La situazione di stallo che si è creata nel governo rischia di trascinare il Paese a elezioni anticipate? “Le elezioni non sono un obbiettivo sono la conseguenza del venir meno delle soluzioni che non mi pare abbondino”, sostiene Andrea Orlando nel corso di una conversazione su Twitter. Un concetto ripetuto nel pomeriggio, intervenendo a una assemblea del Pd di Parma: “Quando diciamo che il rischio elezioni è cresciuto sembra una bizza, ma non è una follia che abbiamo in testa”. Il vicesegretario risponde a chi fa notare come Goffredo Bettini, dirigente dem, non abbia più parlato di elezioni nel suo intervento all’assemblea del Pd della provincia di Roma. “Le elezioni non sono un ‘colpo di Stato’, ma l’ultima risorsa della democrazia. Se non ci sono più strade, allora si torna ai cittadini. Le elezioni non possono essere considerate un colpo di stato. Una sciagura sì, perché dobbiamo tentare di andare avanti fino all’ultimo, ma non senza decapitare il Pd“, aveva detto in mattinata Bettini. “Precipitare il Paese alle elezioni è una cosa tremenda, dobbiamo fare in modo di evitarlo, ma non si dipinga il Pd come un partito troppo responsabile – ha aggiunto-. Perché noi abbiamo esercitato una responsabilità politica”. Da segnalare che adesso parla di elezioni pure Silvio Berlusconi, che prima rinnova il suo invito per un governo di unità nazionale (“che è stata esclusa, però, dal Pd e M5S”, sottolinea), poi auspica le urne sostenendo che “una paralisi di due mesi per le elezioni farebbe meno danni rispetto ad una paralisi di due anni di non-governo”.

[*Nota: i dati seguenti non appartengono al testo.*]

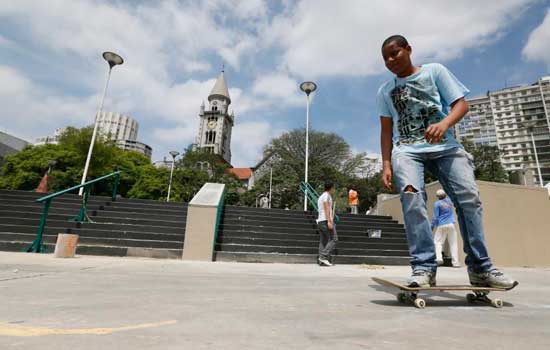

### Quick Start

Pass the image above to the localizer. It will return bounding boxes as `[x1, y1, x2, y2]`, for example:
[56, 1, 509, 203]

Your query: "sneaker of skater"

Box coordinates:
[377, 35, 517, 288]
[317, 182, 338, 266]
[348, 186, 359, 215]
[432, 190, 460, 267]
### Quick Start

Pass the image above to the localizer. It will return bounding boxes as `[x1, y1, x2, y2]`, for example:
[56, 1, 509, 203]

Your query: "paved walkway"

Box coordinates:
[0, 253, 550, 350]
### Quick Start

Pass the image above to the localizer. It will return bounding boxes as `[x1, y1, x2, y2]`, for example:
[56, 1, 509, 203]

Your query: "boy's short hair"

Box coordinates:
[382, 34, 409, 49]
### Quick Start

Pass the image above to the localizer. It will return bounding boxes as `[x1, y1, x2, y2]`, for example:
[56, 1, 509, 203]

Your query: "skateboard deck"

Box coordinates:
[372, 277, 518, 309]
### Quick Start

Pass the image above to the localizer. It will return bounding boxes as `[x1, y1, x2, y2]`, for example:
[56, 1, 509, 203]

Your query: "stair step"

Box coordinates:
[215, 252, 409, 265]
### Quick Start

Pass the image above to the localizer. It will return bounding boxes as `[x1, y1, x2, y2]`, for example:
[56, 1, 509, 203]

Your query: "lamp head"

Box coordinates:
[300, 81, 317, 96]
[103, 51, 124, 68]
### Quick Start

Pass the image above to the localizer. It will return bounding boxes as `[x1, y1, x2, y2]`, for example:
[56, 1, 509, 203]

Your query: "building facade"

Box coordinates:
[97, 111, 139, 141]
[193, 71, 235, 164]
[0, 131, 30, 164]
[34, 127, 67, 146]
[457, 95, 497, 146]
[35, 111, 153, 159]
[115, 140, 153, 159]
[456, 77, 550, 186]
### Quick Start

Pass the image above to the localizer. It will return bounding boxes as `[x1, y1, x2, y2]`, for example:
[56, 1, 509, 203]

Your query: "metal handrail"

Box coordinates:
[26, 171, 121, 253]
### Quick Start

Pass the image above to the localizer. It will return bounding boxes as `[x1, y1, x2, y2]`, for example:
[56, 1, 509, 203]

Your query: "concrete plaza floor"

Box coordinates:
[0, 253, 550, 350]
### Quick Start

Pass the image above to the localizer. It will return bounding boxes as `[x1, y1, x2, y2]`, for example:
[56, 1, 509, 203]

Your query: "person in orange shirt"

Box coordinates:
[348, 186, 359, 215]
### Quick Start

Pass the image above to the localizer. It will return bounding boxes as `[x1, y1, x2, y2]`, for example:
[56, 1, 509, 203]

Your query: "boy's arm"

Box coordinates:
[424, 97, 469, 143]
[380, 116, 393, 191]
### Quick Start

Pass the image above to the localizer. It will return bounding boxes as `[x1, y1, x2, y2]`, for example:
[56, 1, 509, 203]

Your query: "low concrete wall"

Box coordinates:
[378, 181, 550, 267]
[182, 183, 225, 261]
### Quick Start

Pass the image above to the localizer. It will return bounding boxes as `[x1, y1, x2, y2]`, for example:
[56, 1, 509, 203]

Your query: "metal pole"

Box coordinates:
[531, 131, 544, 187]
[269, 168, 273, 209]
[78, 67, 113, 196]
[304, 94, 309, 211]
[166, 157, 176, 202]
[539, 79, 550, 132]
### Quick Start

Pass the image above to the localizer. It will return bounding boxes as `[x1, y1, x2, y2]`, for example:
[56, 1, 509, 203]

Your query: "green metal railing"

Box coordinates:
[27, 171, 120, 253]
[212, 188, 225, 251]
[300, 181, 340, 223]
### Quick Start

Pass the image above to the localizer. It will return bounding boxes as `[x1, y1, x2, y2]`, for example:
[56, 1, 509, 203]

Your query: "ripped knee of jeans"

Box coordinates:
[403, 185, 418, 194]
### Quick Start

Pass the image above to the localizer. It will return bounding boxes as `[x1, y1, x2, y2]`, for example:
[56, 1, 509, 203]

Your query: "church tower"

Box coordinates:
[193, 70, 235, 164]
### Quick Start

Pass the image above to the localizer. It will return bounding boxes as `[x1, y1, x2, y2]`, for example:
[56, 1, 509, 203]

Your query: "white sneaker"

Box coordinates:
[319, 258, 332, 266]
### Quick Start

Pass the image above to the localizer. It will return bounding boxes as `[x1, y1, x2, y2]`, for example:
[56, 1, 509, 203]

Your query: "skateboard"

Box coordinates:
[372, 277, 518, 309]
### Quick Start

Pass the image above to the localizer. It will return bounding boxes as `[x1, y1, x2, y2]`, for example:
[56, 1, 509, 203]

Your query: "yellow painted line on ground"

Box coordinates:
[0, 320, 178, 337]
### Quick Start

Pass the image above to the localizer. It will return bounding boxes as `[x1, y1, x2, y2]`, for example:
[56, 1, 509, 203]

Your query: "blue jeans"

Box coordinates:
[392, 147, 492, 272]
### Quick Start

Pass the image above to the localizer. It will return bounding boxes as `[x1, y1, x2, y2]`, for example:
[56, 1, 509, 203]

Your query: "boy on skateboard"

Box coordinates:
[377, 35, 517, 288]
[317, 182, 338, 266]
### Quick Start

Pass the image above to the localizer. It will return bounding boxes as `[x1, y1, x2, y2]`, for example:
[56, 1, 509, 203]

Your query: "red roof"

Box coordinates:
[229, 168, 252, 180]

Orlando: “Cambiare Conte? Ipotesi non percorribile” – Nella sua conversazione sui social, Orlando risponde anche a un utente che sostiene: “La soluzione è togliere Conte e avreste una maggioranza ancora più larga con FI/Azione/+Europa”. “Io non credo sia vero“, scrive il vice segretario del Pd. Che all’assemblea Pd torna sul tema: “Un’altra strada che viene proposta è quella di sostituire Conte con un altro presidente del Consiglio. Ci sono ostacoli che la rendono impercorribile. Il primo è che Conte è un punto di equilibrio in una maggioranza tenuta con gli spilli. Il secondo è che non sarebbe giusto, perché riteniamo che questo governo non abbia lavorato male, e questo penso l’abbia capito anche larga parte dei nostri elettori. Io ho manifestato molte critiche a Conte, non sono un fan, ma le nostre critiche sono state sempre costruttive”. L’ex guardaasigilli poi replica alle accuse dei renziani contro l’esecutivo, colpevole dal loro punto di vista di voler allargare la maggioranza con i responsabili. “Credo ci sia una doppia valutazione, se un esponente politico passa a Italia viva dal centro moderato, dalla destra moderata, diventa un riformista. Se passa al campo politico che sostiene il governo diventa un voltagabbana, un prezzolato. Non c’è stata nessuna promessa di posti e prebende per una scelta che ritengo naturale”.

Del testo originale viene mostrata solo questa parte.